Jeff Soehren, a specialist in school facilities with the North Central Washington Educational Services District is working with a group of volunteers studying Oroville’s school facilities. He is also looking at ways to finance repairs and remodeling. He told the board he had surveyed the facilities and that Oroville’s elementary school building scored low, 27 out of a possible 100 points.

“The bad news is the score is low, the good news is the score is low. The state looks at funding those schools with the lowest scores,” he said.

Soehren said the elementary had about $2.2 million in priorities, the high school $1.6 to $1.9 million and the bus garage $121,000 to $194,000.

“I was surprised, both schools interiors are good regarding fit and finish, the interiors behind the walls are dubious and the exteriors are not as good,” he said.

He suggested the district consider looking at a pair of six-year capital improvement bonds that would stabilize the buildings through re-roofing, upgrades and maintenance.
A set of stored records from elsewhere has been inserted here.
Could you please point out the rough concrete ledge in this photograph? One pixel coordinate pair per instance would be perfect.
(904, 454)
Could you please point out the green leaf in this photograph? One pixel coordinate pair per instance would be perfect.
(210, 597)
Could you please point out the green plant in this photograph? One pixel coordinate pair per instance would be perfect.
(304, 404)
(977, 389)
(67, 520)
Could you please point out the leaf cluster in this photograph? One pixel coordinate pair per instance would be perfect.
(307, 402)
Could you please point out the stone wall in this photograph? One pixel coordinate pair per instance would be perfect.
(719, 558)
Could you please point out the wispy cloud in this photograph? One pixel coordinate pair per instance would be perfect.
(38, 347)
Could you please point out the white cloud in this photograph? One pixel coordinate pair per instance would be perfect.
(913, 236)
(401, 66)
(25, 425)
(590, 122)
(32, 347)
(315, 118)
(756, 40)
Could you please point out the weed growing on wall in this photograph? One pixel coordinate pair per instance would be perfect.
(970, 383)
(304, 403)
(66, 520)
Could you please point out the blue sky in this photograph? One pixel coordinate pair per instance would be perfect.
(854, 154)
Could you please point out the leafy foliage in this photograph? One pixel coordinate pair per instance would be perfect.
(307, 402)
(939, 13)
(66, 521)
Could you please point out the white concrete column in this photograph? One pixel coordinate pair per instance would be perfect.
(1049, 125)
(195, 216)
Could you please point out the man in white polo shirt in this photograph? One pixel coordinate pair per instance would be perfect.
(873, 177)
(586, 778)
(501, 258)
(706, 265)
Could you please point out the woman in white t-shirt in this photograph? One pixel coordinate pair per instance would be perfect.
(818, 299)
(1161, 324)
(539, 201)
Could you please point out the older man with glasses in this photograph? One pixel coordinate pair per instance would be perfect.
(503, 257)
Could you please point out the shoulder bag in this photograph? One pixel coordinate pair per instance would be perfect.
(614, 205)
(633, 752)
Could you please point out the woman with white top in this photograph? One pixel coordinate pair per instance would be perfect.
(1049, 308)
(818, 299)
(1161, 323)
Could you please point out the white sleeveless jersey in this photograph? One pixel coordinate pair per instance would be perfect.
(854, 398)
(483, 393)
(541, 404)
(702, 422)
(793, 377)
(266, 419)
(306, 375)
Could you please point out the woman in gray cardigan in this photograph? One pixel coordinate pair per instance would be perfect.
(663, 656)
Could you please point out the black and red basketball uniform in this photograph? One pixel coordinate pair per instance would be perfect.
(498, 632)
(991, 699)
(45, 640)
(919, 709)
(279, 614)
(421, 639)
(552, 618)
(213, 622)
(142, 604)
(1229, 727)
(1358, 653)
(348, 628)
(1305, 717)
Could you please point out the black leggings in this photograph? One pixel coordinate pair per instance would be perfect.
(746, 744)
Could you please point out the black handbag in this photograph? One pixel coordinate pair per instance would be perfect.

He also suggested that the district schedule the Maintenance and Operations Levies so they don’t correspond with the same time the voters are being asked to approve the bonds. By going with the shorter, six-year capital improvement bonds the district would be able to get to the year 2024 when it is eligible for more state funding that could be used for a larger 30-year bond to make major improvements to the facilities. The six-year bonds need a simple 50 percent majority like the M&O Levy, while the longer term capital improvement bonds need 60 percent approval.

In the survey of facilities, in addition to roof repair for the elementary school, Soehren had several improvements and their estimated costs listed in the project summery. These included a new kitchen and cafeteria, restroom upgrades, technology, parking drop off upgrades, exterior paint and window upgrades.

School Superintendent Steve Quick will speaking at the Oroville Chamber of Commerce meeting on Thursday, Dec. 8 to discuss the upcoming levy and possible school facilities improvements strategies.